In this article, it claims that a disabled non-Native single mother living on the outskirts of the city will instantly be classified as a risk. There is certainly a higher chance that someone who is disabled or a single mother will require welfare. However, is it a fraud risk?

We can say that someone who has the odds stacked against them in life has a lot more insecurity because they have fewer safety nets if something goes wrong. When a country or an organization takes in someone with high insecurity factors, the liability rubs off on them. It is an unfortunate reality that a healthy refugee will already have language disabilities, a lack of connections, an unfamiliar cultural environment, and a lack of housing, leading to a higher possibility of requiring welfare.

What I believe happened here is that the Dutch algorithm generated an “liability risk value” – the risk that you will seek help. Due to the high ratio of single mothers on welfare to begin with, the ratio of “welfare fraud” is already skewed against their interests.
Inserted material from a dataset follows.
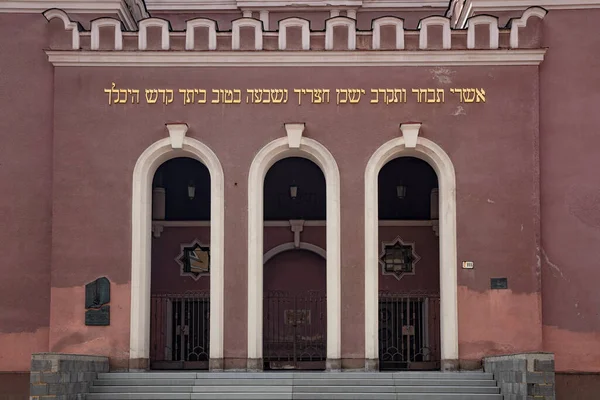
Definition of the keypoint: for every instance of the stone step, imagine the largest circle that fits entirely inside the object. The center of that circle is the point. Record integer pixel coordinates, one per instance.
(297, 375)
(294, 382)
This is getting eerily close to Minority Report. Your dad was mugged and killed in a poorer part of town? Sorry kiddo, the computer says your mom is likely a criminal now, and we have to interrogate her.

I am not against using algorithms in very specific conditions to assist us in improving human weaknesses. There was a story a while back where an algorithm was more accurate than a judge in determining the risk of a criminal becoming a repeat offender just by looking at past records. Another study found that education levels correlated with the leniency of a sentence, rather than the facts of the crime itself. It is clear that we have intrinsic biases towards charming people, and computers can help with that.

However, when we do not understand the methods and semantics behind numbers, they can quickly become a weapon of abuse. DNA testing had a similar issue in the past, and many were accused of a crime they did not commit.